Randal J. Barnes is currently an associate professor at the University of Minnesota, Department of Civil Engineering. He received a B.S. degree in civil engineering from the University of Washington and an M.S. degree and Ph.D. in mining engineering from the Colorado School of Mines. His research interests focus on stochastic and deterministic modeling for geologic site characterization, geomechanics design, and natural resource exploitation.

ACKNOWLEDGMENTS

This article comprised part of Elise Bekele's Ph.D. thesis and was funded in part by a doctoral dissertation fellowship from the University of Minnesota. Additional support was provided by grants from the Petroleum Research Fund, administered by the American Chemical Society under PRF 27964-AC8, 32479-AC2, the National Science Foundation Instrumentation and Facilities Grant to Mark Person, and the George and Orpha Gibson Hydrogeology Endowment at the University of Minnesota. We also gratefully acknowledge support from the Malcolm and Sylvia Boyce Geoscience Endowment at Indiana University. We appreciate the thoughtful review comments of Grant Garven and two anonymous reviewers.

ABSTRACT

The Viking Formation in the Alberta basin contains approximately 88.7 x 106 m3 (5.579 x 108 bbl) of recoverable oil, which migrated more than 200 km, as indicated by oil-source rock correlation. Simulating the mechanisms controlling secondary oil migration (hydrodynamics, buoyancy, and permeability heterogeneity) is beneficial for exploration, but it remains extremely difficult to predict oil occurrences. Although core-scale petrophysical data for the Viking Formation are abundant (> 69,000 core plugs), the extent of fracture permeability and permeability alteration due to diagenesis are unknown. Moreover, sampling bias may affect the permeability distribution in unpredictable ways. Numerical simulations of oil migration were conducted using the highest core-plug measurement of permeability from each borehole to obtain an upper bound on oil migration velocities.
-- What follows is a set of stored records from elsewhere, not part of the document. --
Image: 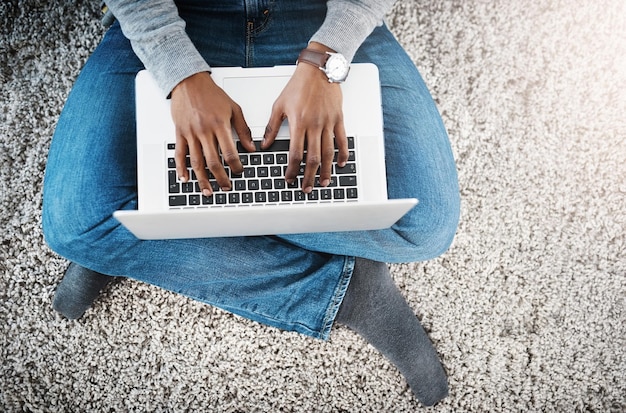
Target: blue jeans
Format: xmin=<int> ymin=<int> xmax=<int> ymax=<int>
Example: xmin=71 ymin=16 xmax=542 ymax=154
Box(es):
xmin=43 ymin=0 xmax=459 ymax=339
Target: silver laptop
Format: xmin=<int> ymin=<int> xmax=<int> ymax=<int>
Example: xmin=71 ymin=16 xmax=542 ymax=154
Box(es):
xmin=114 ymin=64 xmax=417 ymax=239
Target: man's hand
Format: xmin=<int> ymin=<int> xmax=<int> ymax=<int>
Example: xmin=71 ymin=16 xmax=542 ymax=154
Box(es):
xmin=261 ymin=43 xmax=348 ymax=193
xmin=172 ymin=72 xmax=255 ymax=196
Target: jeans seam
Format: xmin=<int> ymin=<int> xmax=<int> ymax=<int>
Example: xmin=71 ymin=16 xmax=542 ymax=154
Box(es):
xmin=320 ymin=256 xmax=355 ymax=340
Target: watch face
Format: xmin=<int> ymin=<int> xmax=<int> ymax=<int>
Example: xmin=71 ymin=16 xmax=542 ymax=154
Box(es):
xmin=326 ymin=53 xmax=350 ymax=82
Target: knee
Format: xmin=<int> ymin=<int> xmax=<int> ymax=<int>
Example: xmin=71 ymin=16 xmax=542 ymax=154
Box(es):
xmin=392 ymin=192 xmax=460 ymax=261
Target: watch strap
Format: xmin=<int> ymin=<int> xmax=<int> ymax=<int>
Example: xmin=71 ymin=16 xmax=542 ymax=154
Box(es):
xmin=297 ymin=49 xmax=330 ymax=69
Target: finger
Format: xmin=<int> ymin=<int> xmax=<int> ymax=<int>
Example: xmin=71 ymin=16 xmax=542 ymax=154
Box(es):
xmin=261 ymin=101 xmax=285 ymax=149
xmin=218 ymin=131 xmax=243 ymax=175
xmin=232 ymin=105 xmax=256 ymax=152
xmin=185 ymin=139 xmax=213 ymax=196
xmin=302 ymin=130 xmax=322 ymax=194
xmin=320 ymin=130 xmax=335 ymax=186
xmin=335 ymin=121 xmax=350 ymax=167
xmin=174 ymin=132 xmax=189 ymax=182
xmin=201 ymin=139 xmax=230 ymax=191
xmin=285 ymin=122 xmax=304 ymax=184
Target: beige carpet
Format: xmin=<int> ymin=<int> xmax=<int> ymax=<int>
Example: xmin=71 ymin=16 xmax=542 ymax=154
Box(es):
xmin=0 ymin=0 xmax=626 ymax=412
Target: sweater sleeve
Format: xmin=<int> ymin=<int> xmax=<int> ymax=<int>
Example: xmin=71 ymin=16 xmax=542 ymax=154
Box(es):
xmin=107 ymin=0 xmax=211 ymax=95
xmin=310 ymin=0 xmax=395 ymax=61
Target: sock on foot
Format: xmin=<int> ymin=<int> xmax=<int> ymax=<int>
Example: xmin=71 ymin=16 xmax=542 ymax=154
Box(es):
xmin=52 ymin=263 xmax=115 ymax=320
xmin=336 ymin=258 xmax=448 ymax=406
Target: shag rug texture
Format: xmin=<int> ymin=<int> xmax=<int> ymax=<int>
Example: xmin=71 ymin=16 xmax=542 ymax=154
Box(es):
xmin=0 ymin=0 xmax=626 ymax=412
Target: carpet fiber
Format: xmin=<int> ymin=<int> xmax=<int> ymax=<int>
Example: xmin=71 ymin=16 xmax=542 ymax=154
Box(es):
xmin=0 ymin=0 xmax=626 ymax=412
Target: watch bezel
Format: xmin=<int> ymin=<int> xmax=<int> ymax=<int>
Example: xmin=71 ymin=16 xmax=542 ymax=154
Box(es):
xmin=324 ymin=52 xmax=350 ymax=83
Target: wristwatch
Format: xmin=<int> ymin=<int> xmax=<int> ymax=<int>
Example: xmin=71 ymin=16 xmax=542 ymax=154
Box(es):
xmin=297 ymin=49 xmax=350 ymax=83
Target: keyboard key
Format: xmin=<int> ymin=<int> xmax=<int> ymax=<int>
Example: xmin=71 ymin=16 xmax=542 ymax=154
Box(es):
xmin=243 ymin=166 xmax=256 ymax=178
xmin=261 ymin=179 xmax=272 ymax=189
xmin=235 ymin=179 xmax=246 ymax=191
xmin=280 ymin=191 xmax=293 ymax=202
xmin=182 ymin=182 xmax=193 ymax=193
xmin=214 ymin=194 xmax=226 ymax=205
xmin=339 ymin=175 xmax=356 ymax=186
xmin=335 ymin=162 xmax=356 ymax=175
xmin=241 ymin=192 xmax=254 ymax=204
xmin=248 ymin=179 xmax=259 ymax=191
xmin=267 ymin=191 xmax=279 ymax=202
xmin=170 ymin=195 xmax=187 ymax=206
xmin=293 ymin=190 xmax=306 ymax=201
xmin=274 ymin=178 xmax=287 ymax=189
xmin=256 ymin=166 xmax=270 ymax=178
xmin=167 ymin=171 xmax=180 ymax=194
xmin=254 ymin=192 xmax=267 ymax=203
xmin=228 ymin=192 xmax=240 ymax=204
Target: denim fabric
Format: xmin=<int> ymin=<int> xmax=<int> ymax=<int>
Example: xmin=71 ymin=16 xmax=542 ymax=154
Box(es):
xmin=43 ymin=0 xmax=459 ymax=339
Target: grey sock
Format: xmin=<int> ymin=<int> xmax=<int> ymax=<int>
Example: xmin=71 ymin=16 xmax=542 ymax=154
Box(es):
xmin=336 ymin=258 xmax=448 ymax=406
xmin=52 ymin=263 xmax=115 ymax=320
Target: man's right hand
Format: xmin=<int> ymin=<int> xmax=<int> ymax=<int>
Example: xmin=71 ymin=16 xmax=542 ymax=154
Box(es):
xmin=171 ymin=72 xmax=255 ymax=196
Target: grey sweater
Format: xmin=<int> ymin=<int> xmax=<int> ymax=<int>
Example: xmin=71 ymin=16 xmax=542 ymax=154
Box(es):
xmin=107 ymin=0 xmax=394 ymax=94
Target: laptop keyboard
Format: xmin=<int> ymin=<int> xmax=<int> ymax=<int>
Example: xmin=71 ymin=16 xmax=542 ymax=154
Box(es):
xmin=166 ymin=137 xmax=358 ymax=209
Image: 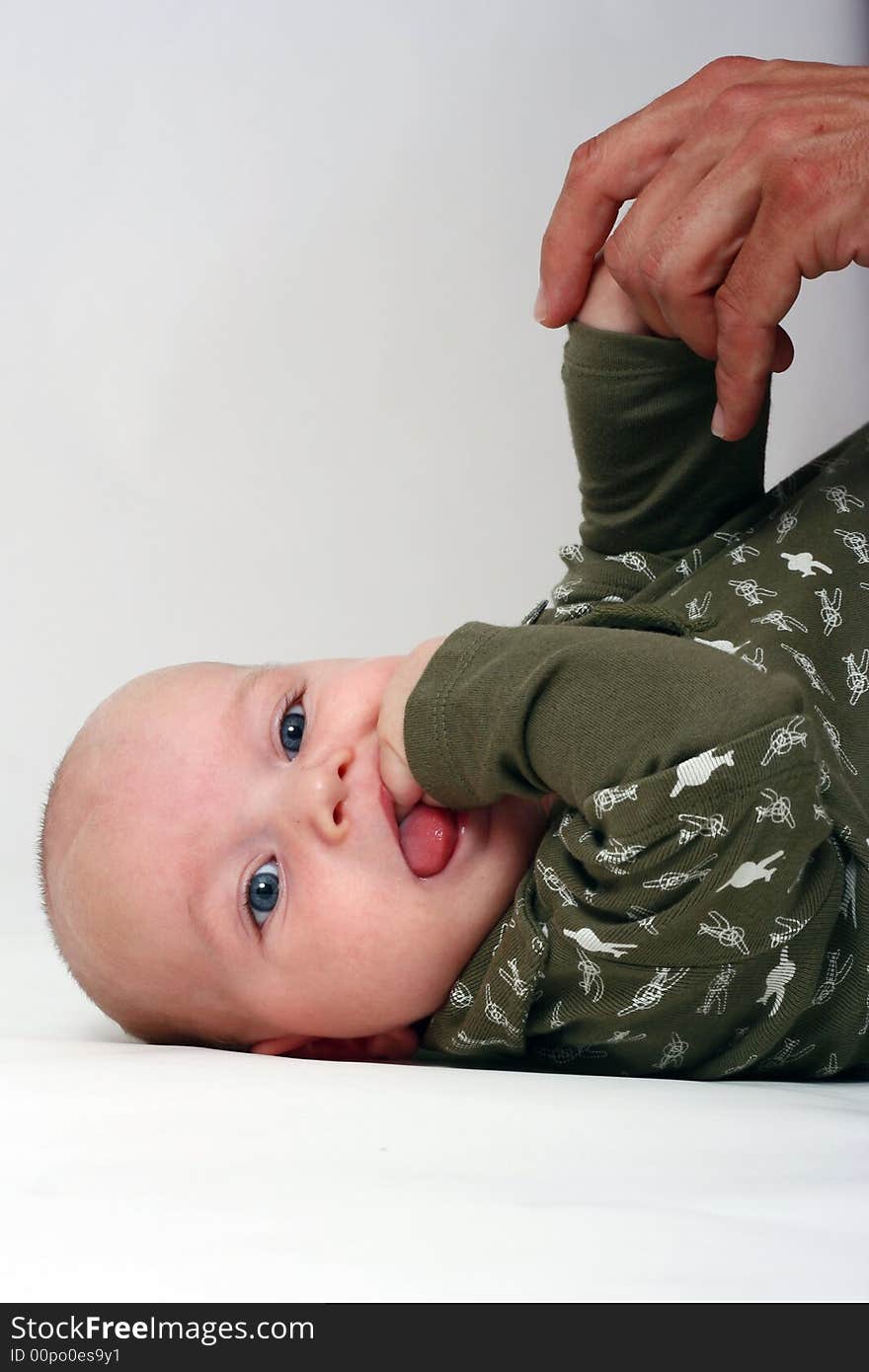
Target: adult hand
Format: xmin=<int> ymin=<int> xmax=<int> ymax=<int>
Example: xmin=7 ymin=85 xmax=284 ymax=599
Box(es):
xmin=535 ymin=56 xmax=869 ymax=440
This permeability model is not appropriate for simulating stratigraphic entrapment of oil, but it does reveal that core-scale data are in the appropriate range of magnitude to have allowed significant oil migration. Regional groundwater flow was essential for charging several of the largest and most distant oil fields in the Viking Formation. Maximum core-plug permeability data are useful for modeling the extent of secondary oil migration and may have applications to fluid flow and transport modeling in other foreland settings.